With her wits and the help of a magical guardian, she outsmarted the Duke and saved the day.
Well almost…
Her guardian suddenly turned on Aoife and sent her on a quest to find his name, the clues to which were hidden deep in the woods, a moldy dungeon, and a dead woman’s chamber.
Her feelings for one of the men who tricked her from the start threaten to complicate everything. Not the tale of a damsel in distress, this is the story of a tenacious, young woman who solved a mystery so great that not even the enchanted man who spun straw into gold could figure it out.
Not until Aoife came along.
Review:
Aoife is a relatable protagonist who wants to decide what she does with her future, instead of allowing herself to be roped into marriage with a disagreeable gentleman. She is intelligent and understands how to make the most out of what one has, but while she could easily survive elsewhere, her family ties hold her strongly in place. The story began to deviate from the original and I was so excited… just to be smacked back into the regular story.
Unfortunately, while Aoife is a great protagonist, the rest of the characters in the story don’t seem to have personality, and they don’t grow throughout the novel. While one might expect that a being such as Rumpelstiltskin likely doesn’t have many manners because he hasn’t spent a lot of time around people, it seemed that the duke was constantly acting like a petulant child. Luckily, the duke does begin to realize that changing his behaviour does get him the correct attention he craves.

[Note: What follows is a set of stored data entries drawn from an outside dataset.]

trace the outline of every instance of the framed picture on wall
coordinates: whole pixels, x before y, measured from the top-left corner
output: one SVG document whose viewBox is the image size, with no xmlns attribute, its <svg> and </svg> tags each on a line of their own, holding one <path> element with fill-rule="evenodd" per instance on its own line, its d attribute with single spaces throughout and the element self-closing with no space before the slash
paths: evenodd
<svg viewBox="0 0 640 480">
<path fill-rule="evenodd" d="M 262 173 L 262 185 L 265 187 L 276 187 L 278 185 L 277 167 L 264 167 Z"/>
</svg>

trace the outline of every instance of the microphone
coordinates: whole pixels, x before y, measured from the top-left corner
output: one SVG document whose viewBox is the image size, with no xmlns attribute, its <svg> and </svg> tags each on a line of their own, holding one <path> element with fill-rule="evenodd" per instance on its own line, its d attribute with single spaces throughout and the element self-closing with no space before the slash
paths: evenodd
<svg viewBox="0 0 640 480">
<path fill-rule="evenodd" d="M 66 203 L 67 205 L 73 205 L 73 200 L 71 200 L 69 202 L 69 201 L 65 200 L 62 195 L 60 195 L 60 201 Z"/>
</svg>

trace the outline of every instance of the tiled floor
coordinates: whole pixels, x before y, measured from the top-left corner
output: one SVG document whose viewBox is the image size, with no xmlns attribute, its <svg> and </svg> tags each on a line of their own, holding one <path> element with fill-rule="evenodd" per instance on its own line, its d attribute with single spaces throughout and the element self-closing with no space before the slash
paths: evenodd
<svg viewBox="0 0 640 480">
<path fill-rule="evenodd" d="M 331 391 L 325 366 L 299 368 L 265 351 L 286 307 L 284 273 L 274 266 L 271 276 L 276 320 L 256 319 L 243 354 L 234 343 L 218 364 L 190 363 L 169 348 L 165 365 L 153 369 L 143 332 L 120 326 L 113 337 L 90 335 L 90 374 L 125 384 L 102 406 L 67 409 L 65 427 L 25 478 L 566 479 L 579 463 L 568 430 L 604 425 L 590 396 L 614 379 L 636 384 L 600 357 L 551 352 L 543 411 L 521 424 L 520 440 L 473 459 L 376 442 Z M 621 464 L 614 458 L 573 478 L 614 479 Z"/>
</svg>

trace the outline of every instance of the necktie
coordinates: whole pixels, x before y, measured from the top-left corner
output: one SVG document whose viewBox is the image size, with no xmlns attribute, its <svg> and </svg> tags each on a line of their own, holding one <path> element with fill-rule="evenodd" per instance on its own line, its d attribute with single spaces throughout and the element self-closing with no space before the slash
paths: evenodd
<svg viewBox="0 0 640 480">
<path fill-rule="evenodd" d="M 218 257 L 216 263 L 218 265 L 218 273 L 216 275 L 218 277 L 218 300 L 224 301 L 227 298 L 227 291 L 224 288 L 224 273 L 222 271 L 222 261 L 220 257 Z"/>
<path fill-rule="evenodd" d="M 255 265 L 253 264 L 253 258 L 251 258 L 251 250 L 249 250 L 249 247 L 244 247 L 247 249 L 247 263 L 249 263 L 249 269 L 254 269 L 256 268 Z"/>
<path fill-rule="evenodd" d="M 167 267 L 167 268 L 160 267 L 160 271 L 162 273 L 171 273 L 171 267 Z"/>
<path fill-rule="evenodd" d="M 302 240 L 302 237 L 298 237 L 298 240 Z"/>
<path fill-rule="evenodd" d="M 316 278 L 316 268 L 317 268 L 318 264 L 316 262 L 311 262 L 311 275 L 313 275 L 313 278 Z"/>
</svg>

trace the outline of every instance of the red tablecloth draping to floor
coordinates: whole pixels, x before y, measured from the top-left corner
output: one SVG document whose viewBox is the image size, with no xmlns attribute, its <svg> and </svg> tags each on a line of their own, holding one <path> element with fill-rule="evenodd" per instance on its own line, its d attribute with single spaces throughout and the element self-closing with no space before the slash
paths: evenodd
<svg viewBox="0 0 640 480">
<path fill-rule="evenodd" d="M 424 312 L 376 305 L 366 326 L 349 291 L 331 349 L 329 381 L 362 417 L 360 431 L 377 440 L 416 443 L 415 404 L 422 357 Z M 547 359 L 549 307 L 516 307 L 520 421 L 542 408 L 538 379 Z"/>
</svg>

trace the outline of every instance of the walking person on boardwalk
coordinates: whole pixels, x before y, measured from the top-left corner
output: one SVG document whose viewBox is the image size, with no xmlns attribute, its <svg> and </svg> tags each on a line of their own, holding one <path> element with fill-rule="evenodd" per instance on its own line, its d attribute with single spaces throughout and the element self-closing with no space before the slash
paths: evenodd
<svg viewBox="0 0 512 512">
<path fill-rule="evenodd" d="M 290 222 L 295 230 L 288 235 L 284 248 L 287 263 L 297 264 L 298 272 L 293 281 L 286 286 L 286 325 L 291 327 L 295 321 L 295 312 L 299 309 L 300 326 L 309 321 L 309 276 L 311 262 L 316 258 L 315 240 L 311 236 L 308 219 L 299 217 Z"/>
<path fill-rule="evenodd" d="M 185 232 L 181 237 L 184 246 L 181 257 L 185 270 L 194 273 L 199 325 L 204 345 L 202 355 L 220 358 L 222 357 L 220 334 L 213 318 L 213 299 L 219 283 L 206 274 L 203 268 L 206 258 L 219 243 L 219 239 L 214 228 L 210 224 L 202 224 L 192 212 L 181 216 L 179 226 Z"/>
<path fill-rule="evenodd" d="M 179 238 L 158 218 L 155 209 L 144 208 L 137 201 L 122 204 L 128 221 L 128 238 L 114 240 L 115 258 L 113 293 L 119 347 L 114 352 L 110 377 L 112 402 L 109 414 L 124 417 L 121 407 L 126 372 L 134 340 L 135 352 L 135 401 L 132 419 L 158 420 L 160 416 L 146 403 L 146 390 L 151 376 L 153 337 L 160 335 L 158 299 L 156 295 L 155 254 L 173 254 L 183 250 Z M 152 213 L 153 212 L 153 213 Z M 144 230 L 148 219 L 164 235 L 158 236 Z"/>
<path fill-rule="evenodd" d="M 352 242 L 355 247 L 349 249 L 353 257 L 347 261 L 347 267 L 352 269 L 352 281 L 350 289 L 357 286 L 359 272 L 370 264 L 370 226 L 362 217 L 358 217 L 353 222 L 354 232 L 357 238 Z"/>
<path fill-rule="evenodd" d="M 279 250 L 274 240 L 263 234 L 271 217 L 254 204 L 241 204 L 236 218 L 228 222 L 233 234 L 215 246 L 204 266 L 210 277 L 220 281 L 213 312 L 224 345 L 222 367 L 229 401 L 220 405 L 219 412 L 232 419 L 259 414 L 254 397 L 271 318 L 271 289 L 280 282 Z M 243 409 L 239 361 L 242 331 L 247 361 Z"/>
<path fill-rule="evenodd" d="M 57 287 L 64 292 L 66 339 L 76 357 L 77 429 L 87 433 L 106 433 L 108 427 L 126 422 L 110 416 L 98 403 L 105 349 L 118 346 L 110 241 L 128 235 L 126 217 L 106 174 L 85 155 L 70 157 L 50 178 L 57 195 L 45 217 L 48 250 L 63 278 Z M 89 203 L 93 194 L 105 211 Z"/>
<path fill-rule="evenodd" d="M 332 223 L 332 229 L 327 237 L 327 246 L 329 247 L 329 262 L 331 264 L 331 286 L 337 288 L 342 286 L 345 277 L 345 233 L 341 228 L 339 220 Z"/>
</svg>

All said, I quite enjoyed this book and when I began it I was almost late to ballet class because I couldn’t put it down. Good read, and one I feel that reluctant readers who enjoyed fairy tales might really like.
Author Biography: (From Amazon)
Bonnie grew up a shy, quiet girl who the teachers always seated next to the noisy boys because they knew she was too afraid to talk to anyone. She always had a lot she wanted to say but was too afraid to share it for fear she might die of embarrassment if people actually noticed her. Somewhere along the line, perhaps after she surprised her eighth grade class by standing up to a teacher who was belittling a fellow student, she realized that she had a voice and she didn’t burst into flames when her classmates stared at her in surprise.
Not long after that, she began spinning tales, some of which got her into trouble with her mom. Whether persuading her father to take her to the candy store as a little girl or convincing her parents to let her move from Los Angeles to Manhattan to pursue a career at eighteen as a ballet dancer with only $200 in her pocket, Bonnie has proven that she knows how to tell a compelling story.
Now she spends her time reading and making up stories for her two children at night. By day she is an English teacher who never puts the quiet girls next to the noisy boys and works hard to persuade her students that stories, whether they are the ones she teaches in class or the ones she tells to keep them from daydreaming, are better escapes than computers, phones, and social media.